# Fly Tying Desk



## Corys8646 (Dec 3, 2010)

Hi Everyone.

I have been asked by my bother-in-law to make him a fly tying desk. He has a limited amount of space in his house and already has a cheap desk for his computer, so I was trying to think of some space saving ideas where this desk could be multi-purpose. Computer desk (laptop) then convert into a fly tying desk when he wanted to do that.

What I was thinking was a basic desk (~48" wide X ~24" deep), but the back of the top would have a small hutch with drawers that come up from inside of the desk.

This way, he could raise the hutch when he wanted to fly ties, but lower it when he wanted more working space for his computer.
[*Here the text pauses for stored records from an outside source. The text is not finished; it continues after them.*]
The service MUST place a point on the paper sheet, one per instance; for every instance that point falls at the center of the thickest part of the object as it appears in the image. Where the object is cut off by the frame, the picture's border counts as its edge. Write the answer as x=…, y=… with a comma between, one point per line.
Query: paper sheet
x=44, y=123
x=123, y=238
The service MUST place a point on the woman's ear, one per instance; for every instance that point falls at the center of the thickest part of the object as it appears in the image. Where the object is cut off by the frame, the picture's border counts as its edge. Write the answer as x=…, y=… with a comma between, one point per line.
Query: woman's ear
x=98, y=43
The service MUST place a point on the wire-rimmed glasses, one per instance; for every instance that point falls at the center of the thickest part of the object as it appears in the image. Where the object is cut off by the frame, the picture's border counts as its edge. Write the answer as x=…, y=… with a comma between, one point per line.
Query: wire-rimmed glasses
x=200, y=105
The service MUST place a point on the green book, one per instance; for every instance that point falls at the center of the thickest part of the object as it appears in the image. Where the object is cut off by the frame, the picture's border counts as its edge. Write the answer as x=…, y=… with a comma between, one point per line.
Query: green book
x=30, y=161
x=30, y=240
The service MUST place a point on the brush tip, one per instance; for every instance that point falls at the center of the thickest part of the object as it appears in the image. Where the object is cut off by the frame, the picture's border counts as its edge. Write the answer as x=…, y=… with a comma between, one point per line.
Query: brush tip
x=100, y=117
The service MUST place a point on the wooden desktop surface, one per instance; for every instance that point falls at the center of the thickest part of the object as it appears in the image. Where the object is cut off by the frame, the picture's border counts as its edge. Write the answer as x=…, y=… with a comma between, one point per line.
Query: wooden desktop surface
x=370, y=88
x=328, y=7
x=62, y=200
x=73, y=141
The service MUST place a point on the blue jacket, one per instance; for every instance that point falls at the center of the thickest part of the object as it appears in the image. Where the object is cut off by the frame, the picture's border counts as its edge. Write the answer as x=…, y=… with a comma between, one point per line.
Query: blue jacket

My question is, what is the best way to lock in this "hutch" when it's raised up. I looked at some lock in drawer glides, but they appear to lock both ways, in and out, I would just need lock out glides.
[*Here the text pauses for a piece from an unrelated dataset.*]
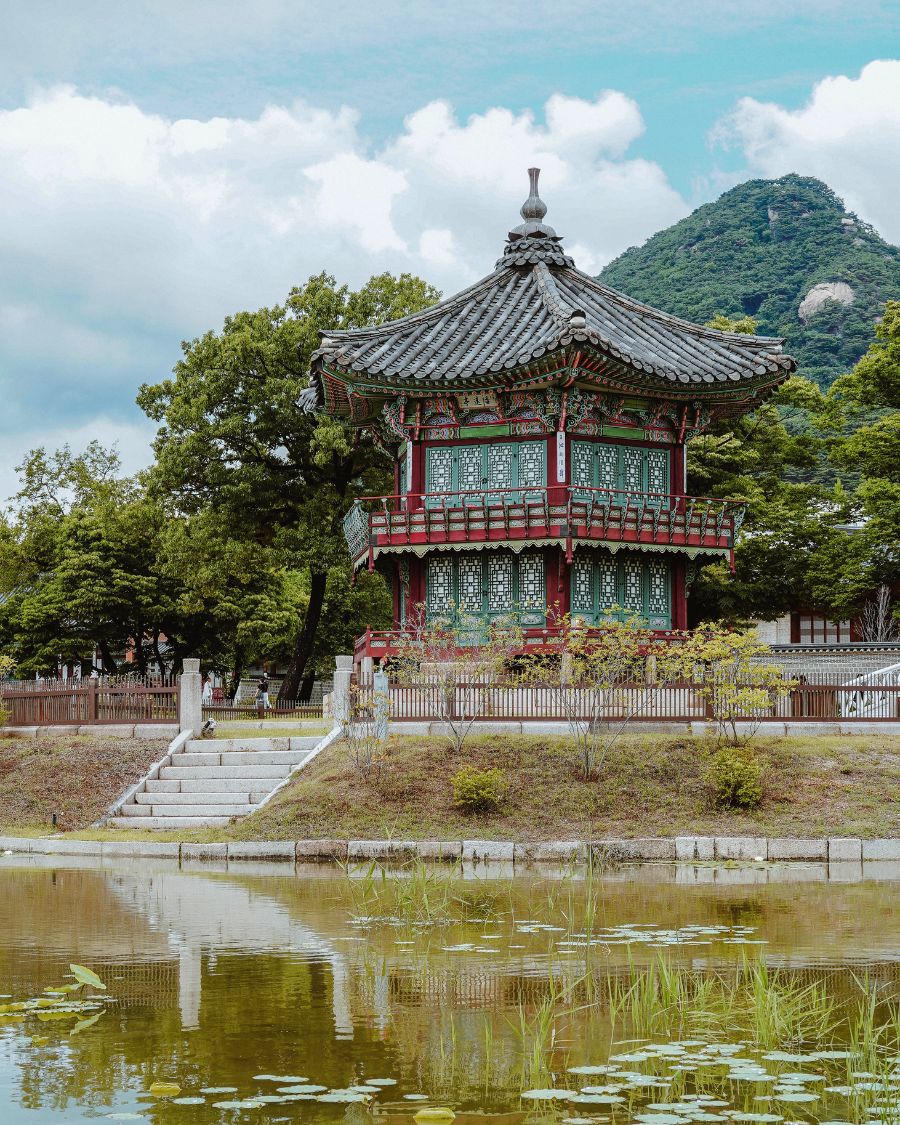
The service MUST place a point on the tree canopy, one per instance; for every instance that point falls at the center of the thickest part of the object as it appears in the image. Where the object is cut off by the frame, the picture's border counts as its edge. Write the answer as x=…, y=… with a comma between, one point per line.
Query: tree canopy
x=233, y=440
I have done a little sketch-up to hopefully visualize what I am trying to do. 

Any suggestions or is it a bad idea? 

Thanks!


----------



## jredburn (Feb 20, 2011)

*Fly tying desk*

As a suggestion, build a fly tying box that is portable and he can set it in the closet until he needs it, then set it on a table and go to work. He can also take it to the field in the back of a car.
Do a Google for fly tying boxes.
Regards
Joe


----------



## luvwood9 (Sep 11, 2012)

I built one with a fold out top/work platform. It keeps all the materials hidden from view to appear neater and also insures a clean work space. The fold out could also be used for a laptop.


----------



## Hammer1 (Aug 1, 2010)

I'm a fly tier, too. Maybe you should talk to your brother to know his needs. The desk you and another poster showed wouldn't hold my hooks let alone the wide variety of materials. You also need light. I would keep it simple and dedicated to tying only. Put as many small drawers in it as you can. I have 30 3x9x12 drawers that's an old file cabinet and they are full with just fur and feathers. I also have several of those plastic parts cabinets with numerous small drawers. I would consider making the inside of the drawers from aromatic cedar to keep the moths away. A single dry fly cape can cost $100. Wouldn't want any damage to such expensive materials.


----------



## luvwood9 (Sep 11, 2012)

I agree with Hammer1. I built mine 48 inches wide to hold everything. I put all the expensive materials in plastic bins for better storage. If you are building, find the design you like and then modify the dimensions.


----------